Put the Fuckin Lotion in the Basket

Offsite Link
by Anonymousreply 148June 11, 2018 7:05 PM

Let's not, please.

Everyone FF this troll, he is relentless.

by Anonymousreply 1April 26, 2017 4:44 PM

I'm Michelle Pfeiffer, still bitter about turning down this movie.

by Anonymousreply 2April 26, 2017 4:44 PM

I'm fava beans.

by Anonymousreply 3April 26, 2017 4:52 PM

I'm the length of bone when Jane Gumb sees himself in the mirror.

by Anonymousreply 4April 26, 2017 5:24 PM

[quote]Let's not, please. Everyone FF this troll, he is relentless.

Why do some of the Marys round here think just one person posts Let's Be threads?

by Anonymousreply 5April 26, 2017 5:35 PM

I'm the cum dripping down Starling's face.

by Anonymousreply 6April 26, 2017 5:36 PM

I'm "Goodbye Horses" by Q Lazzarus.

by Anonymousreply 7April 26, 2017 5:38 PM

I'm the lip sucking Hannibal does after he mentions R3 and a nice chianti.

by Anonymousreply 8April 26, 2017 5:40 PM

I'm the privacy screen....

by Anonymousreply 9April 26, 2017 5:45 PM

I'm Fosters dyed brown hair in the film.

by Anonymousreply 10April 26, 2017 5:46 PM

I'm Hannibals drawings in his cell.

by Anonymousreply 11April 26, 2017 5:47 PM

I'm the line "Get me out of here, you fucking bitch!"

by Anonymousreply 12April 26, 2017 5:49 PM

I'm the missing apostrophe in "Let's".

by Anonymousreply 13April 26, 2017 5:50 PM

I'm Jodie's second Oscar.
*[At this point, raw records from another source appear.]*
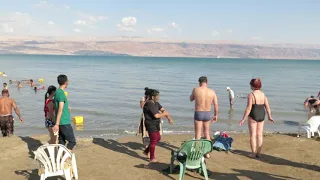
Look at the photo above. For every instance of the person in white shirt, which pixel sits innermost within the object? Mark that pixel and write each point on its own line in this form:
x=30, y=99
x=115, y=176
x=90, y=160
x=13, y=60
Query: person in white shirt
x=231, y=96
Suck it, Sarandon.

by Anonymousreply 14April 26, 2017 5:51 PM

I'm Clarices roommate at Quantico. I think I was in The Craft too, or maybe it was a chick who looked a lot like me.
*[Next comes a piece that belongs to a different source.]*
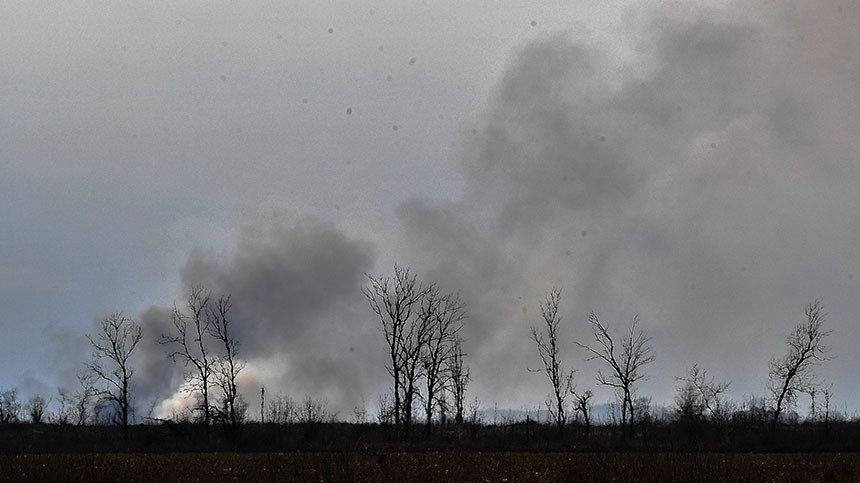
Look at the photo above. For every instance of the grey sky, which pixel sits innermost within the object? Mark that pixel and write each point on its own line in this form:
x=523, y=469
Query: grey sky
x=694, y=165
by Anonymousreply 15April 26, 2017 5:57 PM

I'm the jar in the car in the storage area.

by Anonymousreply 16April 26, 2017 6:04 PM

I'm the cell on Plum Island.

by Anonymousreply 17April 26, 2017 6:14 PM

I'm Chris Isaac inspecting the elevator car.

by Anonymousreply 18April 26, 2017 6:16 PM

I'm Frederica Bimmel. the fat girl victim with the nude selfies hidden in her room.
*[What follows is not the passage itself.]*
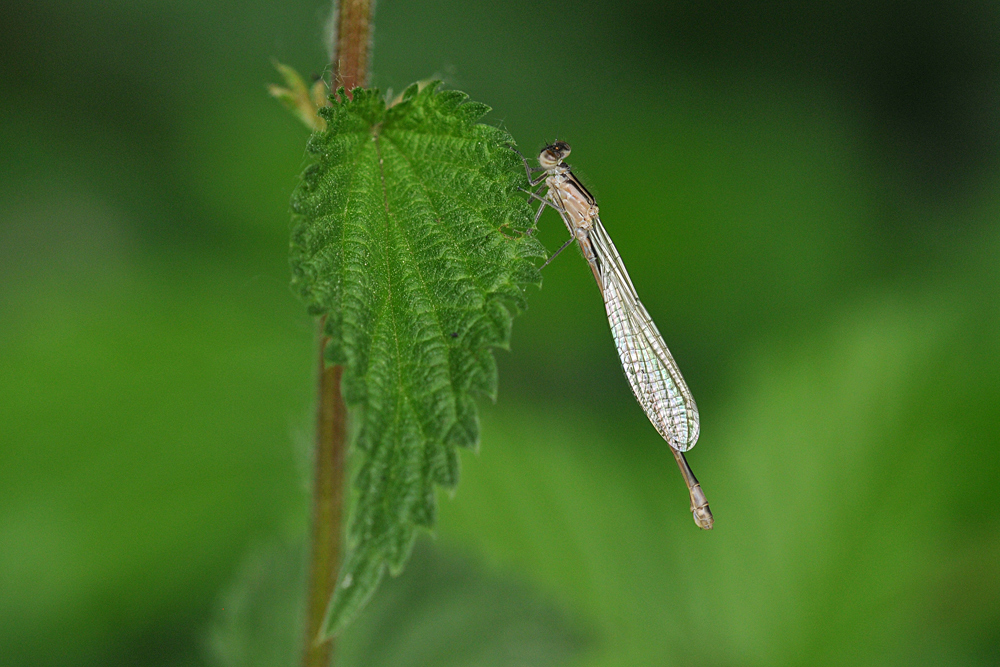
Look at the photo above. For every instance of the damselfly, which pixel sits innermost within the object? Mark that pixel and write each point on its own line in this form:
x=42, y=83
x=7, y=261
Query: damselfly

by Anonymousreply 19April 26, 2017 6:37 PM

I'm the doomed, yet apparently tasty, Census taker.

by Anonymousreply 20April 26, 2017 6:50 PM

I'm [italic]Beauty and the Beast[/italic], the movie that would have won Best Picture if this one had been made in any other year.

by Anonymousreply 21April 26, 2017 6:51 PM

I'm the Senator's nipples.

by Anonymousreply 22April 26, 2017 6:56 PM

[quote] I'm Michelle Pfeiffer, still bitter about turning down this movie.

I'm [italic]Frankie & Johnny[/italic], the movie she made instead. Ka-THUD!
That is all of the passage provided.